My first assembly with Invoice Atkinson was unforgettable. It was November 1983, and reporting for Rolling Stone, I had gained entry to the staff constructing the Macintosh pc, scheduled to launch early the following 12 months. Everybody saved telling me, “Wait until you meet Invoice and Andy,” referring to Atkinson and Andy Hertzfeld, two key writers of the Mac’s software program. Right here’s what I wrote in regards to the encounter in my e book, Insanely Nice:
I met Invoice Atkinson first. A tall fellow with unruly hair, a Pancho Villa moustache, and blazing blue eyes, he had the unnerving depth of Bruce Dern in one in all his turns as an unhinged Vietnam vet. Like everybody else within the room, he wore denims and a T-shirt. “Do you wish to see a bug?” he requested me. He pulled me into his cubicle and pointed to his Macintosh. Filling the display screen was an extremely detailed drawing of an insect. It was stunning, one thing you may see on an costly workstation in a analysis lab, however not on a private pc. Atkinson laughed at his joke, then bought very severe, speaking in an intense near-whisper that gave his phrases a reverential weight. “The barrier between phrases and footage is damaged,” he stated. “Till now the world of artwork has been a sacred membership. Like advantageous china. Now it’s for every day use.”
Atkinson was proper. His contributions to the Macintosh have been crucial to that breakthrough he’d whispered to me on the Apple workplace referred to as Bandley 3 that day. Just a few years later, he would singlehandedly make one other large contribution with a program known as Hypercard, which presaged the World Vast Internet. By all of it, he retained his power and joie de vivre, and have become an inspiration for all who would change the world by way of code. On June 5, 2025, he died after a protracted sickness. He was 74.

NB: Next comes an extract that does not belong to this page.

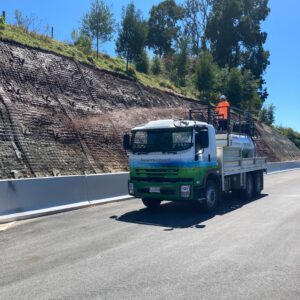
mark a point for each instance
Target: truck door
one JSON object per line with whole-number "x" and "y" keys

Atkinson hadn’t deliberate on changing into a pioneer in private computing. As a graduate pupil, he studied pc science and neurobiology on the College of Washington. However when he encountered an Apple II in 1977, he fell in love, and went to work for the corporate that constructed it a 12 months later. He was worker quantity 51. In 1979, he was among the many small group that Steve Jobs led to the Xerox PARC analysis lab and was blown away by the graphic pc interface he noticed there. It turned his job to translate that futuristic know-how to the buyer, engaged on Apple’s Lisa mission. Within the course of, he invented lots of the conventions that also persist on right now’s computer systems, like menu bars. Atkinson additionally created QuickDraw, a groundbreaking know-how to effectively draw objects on a display screen. A kind of objects was the “Spherical-Rect”—a field with rounded corners that may develop into a part of everybody’s computing expertise. Atkinson had resisted the concept till Jobs made him stroll across the block and see all of the site visitors indicators and different objects with rounded corners.
When Jobs took over the opposite Apple mission impressed by PARC know-how, the Macintosh, he poached Atkinson, whose work had already influenced that product. Hertzfeld, who was in command of the Mac interface, as soon as defined to me the Lisa options he’d appropriated for the Mac: “Something Invoice Atkinson did, I took, and nothing else.” he stated. Atkinson, who had develop into disenchanted on the Lisa’s excessive price ticket, embraced the concept of a extra inexpensive model, and commenced writing MacPaint, this system that may empower customers to create artwork on the Mac’s bit-mapped display screen.
After the Mac launched, the staff started to unravel. Atkinson had the title of Apple Fellow, which gave him the liberty to pursue ardour initiatives. He started work on one thing he known as Magic Slate—a tool with a high-resolution display screen that weighed below a pound and could possibly be managed by a stylus and swipes on a contact display screen. Principally, he was designing the iPad 25 years early. However the know-how wasn’t able to create one thing so miniaturized and highly effective at an inexpensive worth (Atkinson hoped it will be so cheap you may afford to lose six in a 12 months and never be bothered.) “I wished Magic Slate so dangerous I may style it,” he as soon as informed me.